Roy City Manager Matt Andrews said hotels are one thing the community needs.

“We have a hotel feasibility study that says it’s much-needed in this area,” he said. “That’s something that we’ve been pushing and striving for, and I feel like we keep getting almost there and then something happens.”

He said there have been instances where the city was close to getting a hotel deal done, but conditions didn’t allow for it.

“That final step just always comes down to the dollars,” he said. “The last people that had a project that wanted to do a hotel, we actually approved the initial processes to getting the hotel. But they came back and said, ‘The gap is larger than what the participation is,’ and they couldn’t fund it so they just backed away. If interest rates get better or the market improves or other parameters change, then that could change.”

Andrews said that it also comes down to the property owners themselves.

“Property owners have to be willing to sell or willing to change,” he said. “There’s a lot of great businesses that are here and that’s their choice to be there.
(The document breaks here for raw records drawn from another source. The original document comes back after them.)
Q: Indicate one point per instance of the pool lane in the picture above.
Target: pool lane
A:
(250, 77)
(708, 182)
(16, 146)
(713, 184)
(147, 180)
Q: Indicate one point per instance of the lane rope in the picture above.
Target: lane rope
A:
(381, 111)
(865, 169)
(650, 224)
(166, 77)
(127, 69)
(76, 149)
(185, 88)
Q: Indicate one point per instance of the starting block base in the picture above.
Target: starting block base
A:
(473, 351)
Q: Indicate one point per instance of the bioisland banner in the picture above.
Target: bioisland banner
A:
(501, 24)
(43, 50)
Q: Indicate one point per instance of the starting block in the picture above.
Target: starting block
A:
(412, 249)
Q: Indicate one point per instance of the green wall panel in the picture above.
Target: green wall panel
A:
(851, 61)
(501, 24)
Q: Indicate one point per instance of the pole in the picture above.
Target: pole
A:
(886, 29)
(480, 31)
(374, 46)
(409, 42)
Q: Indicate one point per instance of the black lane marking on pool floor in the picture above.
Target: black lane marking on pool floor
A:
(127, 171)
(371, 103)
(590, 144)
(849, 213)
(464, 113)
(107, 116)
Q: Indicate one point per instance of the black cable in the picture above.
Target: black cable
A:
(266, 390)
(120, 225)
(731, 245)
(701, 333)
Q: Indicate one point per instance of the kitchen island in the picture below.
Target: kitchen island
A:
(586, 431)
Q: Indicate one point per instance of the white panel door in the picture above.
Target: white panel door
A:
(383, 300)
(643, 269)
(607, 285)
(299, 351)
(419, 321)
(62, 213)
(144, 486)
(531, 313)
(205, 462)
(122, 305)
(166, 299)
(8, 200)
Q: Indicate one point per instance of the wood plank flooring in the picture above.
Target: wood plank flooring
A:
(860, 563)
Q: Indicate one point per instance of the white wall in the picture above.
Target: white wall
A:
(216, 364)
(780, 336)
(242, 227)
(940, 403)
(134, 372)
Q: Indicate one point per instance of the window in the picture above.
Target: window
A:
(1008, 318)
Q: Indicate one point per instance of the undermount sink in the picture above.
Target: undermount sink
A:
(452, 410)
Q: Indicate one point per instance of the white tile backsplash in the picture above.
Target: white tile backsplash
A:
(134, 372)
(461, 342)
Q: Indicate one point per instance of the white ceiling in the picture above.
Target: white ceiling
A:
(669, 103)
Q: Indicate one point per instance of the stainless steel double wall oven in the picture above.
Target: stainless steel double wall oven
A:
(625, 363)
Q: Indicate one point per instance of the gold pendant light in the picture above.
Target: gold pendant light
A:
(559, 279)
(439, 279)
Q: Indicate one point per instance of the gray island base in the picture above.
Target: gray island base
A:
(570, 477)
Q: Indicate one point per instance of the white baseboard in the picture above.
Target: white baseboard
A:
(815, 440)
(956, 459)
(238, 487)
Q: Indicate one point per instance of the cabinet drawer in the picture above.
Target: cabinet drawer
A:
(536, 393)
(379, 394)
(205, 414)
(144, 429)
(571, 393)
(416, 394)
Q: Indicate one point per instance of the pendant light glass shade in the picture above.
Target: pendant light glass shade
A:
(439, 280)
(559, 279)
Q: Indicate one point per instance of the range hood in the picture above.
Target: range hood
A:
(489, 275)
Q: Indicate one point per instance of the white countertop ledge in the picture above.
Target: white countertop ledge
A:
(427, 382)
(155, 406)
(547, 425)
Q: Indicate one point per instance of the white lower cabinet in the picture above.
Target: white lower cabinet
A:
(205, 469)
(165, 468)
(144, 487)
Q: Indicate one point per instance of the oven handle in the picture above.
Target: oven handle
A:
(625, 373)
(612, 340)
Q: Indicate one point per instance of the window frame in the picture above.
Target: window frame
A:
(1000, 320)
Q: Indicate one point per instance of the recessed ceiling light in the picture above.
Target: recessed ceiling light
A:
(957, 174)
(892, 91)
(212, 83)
They have to want that change too, and we recognize that.”

Roy Mayor Ann Jackson said that easy access from I-15 to the city makes such a project almost a natural fit.

“Every developer says that Roy is just perfect for all of these developments because we’re just right off the freeway,” she said. “In Ogden, you have to go down 24th Street or 12th Street or whatever; we’re just right off the freeway, and that’s why there’s so much interest in Roy, because it’s such easy access right off the freeway. And if someone is on a long drive and they see a hotel sign or food, they’re like, ‘Hey, I can’t drive any farther. I’m taking that Roy exit and I’m going to stay in that hotel.'”

She said that having a hotel would help a lot more than just weary travelers.

“For our high school, we rent other hotel ballrooms out for dances, we use car dealerships and other places,” she said. “It could benefit so many things in Roy if we got a hotel.”

Andrews said it will ultimately take a company or developer to take the first plunge.

“That’s always the challenge for every community — to have that first person to take that risk to say, ‘This market works,'” he said. “Once that happens, then other people will follow.”

He said that with recent changes in the city’s codes, the city is at least in a good position.

“Talking to neighboring cities, that was the challenge they faced too; you have to be patient with it,” he said. “I feel like Roy City has come a long way where for a long time. We were always the same, now we’re very progressive.”

However, he said one of the key issues has become available land.

“One of the things that Roy City doesn’t have that a lot of people do is that vacant land,” he said. “We’re more into redevelopment. We don’t have all of these empty fields to just have a clean slate. I think that just brings a different set of challenges for us.”

This land crunch has not only made it harder to find places for people who want to spend a day or two in Roy, it’s also made it difficult for those who would like to spend a literal eternity there.

“We would really like to get a cemetery,” Jackson said. “That would be the main thing I’d like to work on.”

Roy City Council member Bryon Saxton noted that the city’s existing cemetery is already out of space.

“The current cemetery, all of the lots are taken,” he said. “The way the current cemetery fits into the community, there’s no room for expansion because everybody has built around it.”

Jackson said it’s been several years.

“My brother found, I think, one of the last lots on KSL,” she said. “And my sister-in-law died in 2014 and got one of the last lots. That’s really important to the citizens to get a cemetery in Roy.”

Andrews said the city is looking at one piece of land that’s being developed at the moment but did not elaborate on where in the city.

“We’re still working through it with developers of what they want to do with the other part of the land,” he said.